O ministro Dias Toffoli, do Supremo Tribunal Federal (STF), considerado o pior ministro da corte pelos brasileiros segundo pesquisas recentes, disse em julho de 2020 que o STF atua como “editor de uma nação inteira”. Editar é suprimir, alterar ou inserir palavras em um texto. Toffoli estava se referindo, é claro, ao infame inquérito das fake news, o ovo da serpente de todos os abusos e ilegalidades que vivemos hoje no Brasil nas mãos do Supremo, e que havia sido aberto pelo próprio Toffoli em 2019, durante seu mandato como presidente da Corte. O STF está interferindo na liberdade de expressão no Brasil.
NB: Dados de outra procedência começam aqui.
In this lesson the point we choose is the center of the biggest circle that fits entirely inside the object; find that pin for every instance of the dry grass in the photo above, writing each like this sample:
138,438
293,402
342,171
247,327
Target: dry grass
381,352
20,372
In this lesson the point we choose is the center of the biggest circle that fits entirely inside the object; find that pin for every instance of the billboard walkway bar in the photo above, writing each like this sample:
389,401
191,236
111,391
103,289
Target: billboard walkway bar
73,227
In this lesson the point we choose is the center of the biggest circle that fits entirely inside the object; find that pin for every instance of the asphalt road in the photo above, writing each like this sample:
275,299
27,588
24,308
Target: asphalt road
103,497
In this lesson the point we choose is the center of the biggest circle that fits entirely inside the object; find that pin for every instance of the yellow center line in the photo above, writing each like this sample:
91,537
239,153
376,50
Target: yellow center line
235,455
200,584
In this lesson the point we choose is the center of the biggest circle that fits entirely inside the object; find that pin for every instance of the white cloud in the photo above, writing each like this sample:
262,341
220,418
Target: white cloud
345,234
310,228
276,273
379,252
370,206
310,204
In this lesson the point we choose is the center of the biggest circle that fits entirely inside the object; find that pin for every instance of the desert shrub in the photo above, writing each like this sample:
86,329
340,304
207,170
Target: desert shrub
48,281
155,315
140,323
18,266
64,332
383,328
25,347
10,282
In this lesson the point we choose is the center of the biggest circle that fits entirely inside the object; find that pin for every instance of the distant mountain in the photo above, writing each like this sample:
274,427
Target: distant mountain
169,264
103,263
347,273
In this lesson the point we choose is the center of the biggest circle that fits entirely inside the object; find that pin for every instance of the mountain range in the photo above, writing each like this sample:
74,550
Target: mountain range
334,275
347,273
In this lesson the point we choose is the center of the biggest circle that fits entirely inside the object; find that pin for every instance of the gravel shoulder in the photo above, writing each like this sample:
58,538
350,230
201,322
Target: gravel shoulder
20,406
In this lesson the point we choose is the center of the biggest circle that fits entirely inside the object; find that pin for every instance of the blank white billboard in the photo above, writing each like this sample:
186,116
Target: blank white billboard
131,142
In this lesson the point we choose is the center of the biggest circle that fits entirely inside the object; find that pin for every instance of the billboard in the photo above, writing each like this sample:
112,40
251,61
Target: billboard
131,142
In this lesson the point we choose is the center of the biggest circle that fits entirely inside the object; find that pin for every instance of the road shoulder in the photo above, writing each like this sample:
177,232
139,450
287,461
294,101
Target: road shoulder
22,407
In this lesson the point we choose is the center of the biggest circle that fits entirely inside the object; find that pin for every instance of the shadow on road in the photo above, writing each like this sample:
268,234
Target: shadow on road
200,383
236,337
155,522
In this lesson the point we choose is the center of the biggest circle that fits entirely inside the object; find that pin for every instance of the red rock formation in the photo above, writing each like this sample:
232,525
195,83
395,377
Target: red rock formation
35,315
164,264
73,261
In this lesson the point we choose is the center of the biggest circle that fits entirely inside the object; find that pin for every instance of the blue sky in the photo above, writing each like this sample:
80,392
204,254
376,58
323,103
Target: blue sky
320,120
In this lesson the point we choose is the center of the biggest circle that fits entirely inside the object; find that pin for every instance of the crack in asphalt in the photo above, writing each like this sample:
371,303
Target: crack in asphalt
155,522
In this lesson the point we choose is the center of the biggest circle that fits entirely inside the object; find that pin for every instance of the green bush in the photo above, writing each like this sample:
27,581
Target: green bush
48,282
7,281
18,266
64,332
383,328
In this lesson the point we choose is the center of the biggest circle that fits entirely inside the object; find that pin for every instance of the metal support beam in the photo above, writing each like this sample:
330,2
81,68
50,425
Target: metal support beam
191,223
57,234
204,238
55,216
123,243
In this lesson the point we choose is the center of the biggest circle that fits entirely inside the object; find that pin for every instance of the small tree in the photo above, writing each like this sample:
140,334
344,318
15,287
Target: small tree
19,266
Mas não para por aí. Eis que a frase de Toffoli era profética: nesta semana ficamos sabendo que o STF abriu uma licitação, no valor de R$ 350 mil, para escolher um serviço de monitoramento de conteúdos nas redes sociais que mencionam o Supremo. Os excelentíssimos ministros não querem apenas saber o que é falado deles nas redes sociais: eles querem também saber quem são os usuários falando do Supremo, especialmente se estiverem falando mal. As informações podem até mesmo ser enviadas para a Polícia Federal (PF), a depender do seu conteúdo.
O monitoramento vai incluir até mesmo o georreferenciamento dos usuários, isto é, a identificação de sua localização por meio do uso de sinais de satélite. Então tenha bastante cuidado, leitor: se essa licitação for para frente, toda vez que você usar seu celular para reclamar de algum ministro do Supremo nas redes sociais, saiba que o grande olho do STF (e o da PF) estará pairando sobre você, seguindo todos os seus movimentos.
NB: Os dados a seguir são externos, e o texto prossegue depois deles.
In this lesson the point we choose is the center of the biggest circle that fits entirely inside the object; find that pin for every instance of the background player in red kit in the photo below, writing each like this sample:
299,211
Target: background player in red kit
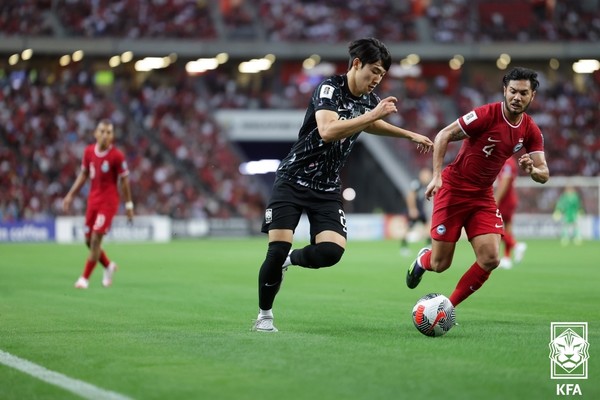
507,201
464,189
105,165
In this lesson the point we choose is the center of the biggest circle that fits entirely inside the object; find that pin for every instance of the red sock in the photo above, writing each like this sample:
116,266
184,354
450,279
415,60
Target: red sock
425,261
103,259
471,281
509,243
89,268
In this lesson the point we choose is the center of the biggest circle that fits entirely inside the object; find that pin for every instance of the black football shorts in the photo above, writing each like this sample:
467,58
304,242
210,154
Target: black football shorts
324,210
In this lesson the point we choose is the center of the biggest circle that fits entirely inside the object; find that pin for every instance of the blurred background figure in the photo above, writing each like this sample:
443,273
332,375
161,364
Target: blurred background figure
567,211
507,201
419,211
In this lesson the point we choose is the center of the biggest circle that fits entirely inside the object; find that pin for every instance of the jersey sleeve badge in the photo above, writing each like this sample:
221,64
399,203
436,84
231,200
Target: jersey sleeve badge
470,117
326,91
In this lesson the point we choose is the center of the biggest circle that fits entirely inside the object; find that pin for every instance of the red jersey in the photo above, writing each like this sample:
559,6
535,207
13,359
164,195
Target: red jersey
509,171
491,141
105,168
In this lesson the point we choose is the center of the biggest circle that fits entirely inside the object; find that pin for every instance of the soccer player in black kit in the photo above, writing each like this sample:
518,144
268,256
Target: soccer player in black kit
308,179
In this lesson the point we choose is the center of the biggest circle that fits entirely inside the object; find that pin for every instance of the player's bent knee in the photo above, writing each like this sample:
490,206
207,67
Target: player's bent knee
278,252
328,254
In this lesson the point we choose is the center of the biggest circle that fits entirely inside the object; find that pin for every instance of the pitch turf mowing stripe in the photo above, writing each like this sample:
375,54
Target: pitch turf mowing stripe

É um verdadeiro Big Brother, para ditadura nenhuma botar defeito. O STF pode até inspirar países como Coreia do Norte, Irã e Venezuela a imitarem sua iniciativa, já que eu desconheço outras supremas cortes no mundo com tamanho poder. Esse poder de vigilância e de monitoramento é tão perigoso que, veja só, o próprio Supremo proibiu que o governo federal fizesse a mesma coisa em 2020, quando a Secretaria de Comunicação do então governo Bolsonaro contratou uma empresa para monitorar as redes sociais. Se o Poder Executivo, representado pelo governo federal, não pode, por que o Supremo, que representa o Poder Judiciário, poderia?
A ministra Cármen Lúcia, que ao contrário de Toffoli tem a melhor avaliação entre os ministros do Supremo, foi a relatora da ADPF 764, proposta pela Rede Sustentabilidade para brecar a iniciativa do governo de monitorar os cidadãos. Em seu voto, a ministra Cármen foi enfática: a Secretaria de Comunicação não tem atribuição constitucional e legal para monitorar as redes sociais de quem quer que seja, de modo que a tentativa de espionagem viola a liberdade de expressão e os princípios da impessoalidade e da moralidade, que regem a administração pública. A fundamentação cabe como uma luva para o próprio Supremo. Como o Supremo julgaria o Supremo?
As Supremas Cortes existem para garantir a constitucionalidade das leis e dos atos administrativos do Estado. Existem para guardarem a Constituição, que, por sua vez, existe para proteger os direitos fundamentais das pessoas contra o Estado. O poder do Estado vem das pessoas; as pessoas que fiscalizam e monitoram o Estado, e não o contrário. Somos nós que devemos exercer a vigilância contra quem detém o poder, e não os poderosos que devem nos vigiar para garantir que não vamos criticá-los.
Se o objetivo do Supremo é transformar o Brasil em uma magistocracia, que é a ditadura de togados que nunca receberam um voto sequer nas urnas, então eles estão no caminho certo. A questão é: o Congresso vai deixar? O povo vai deixar?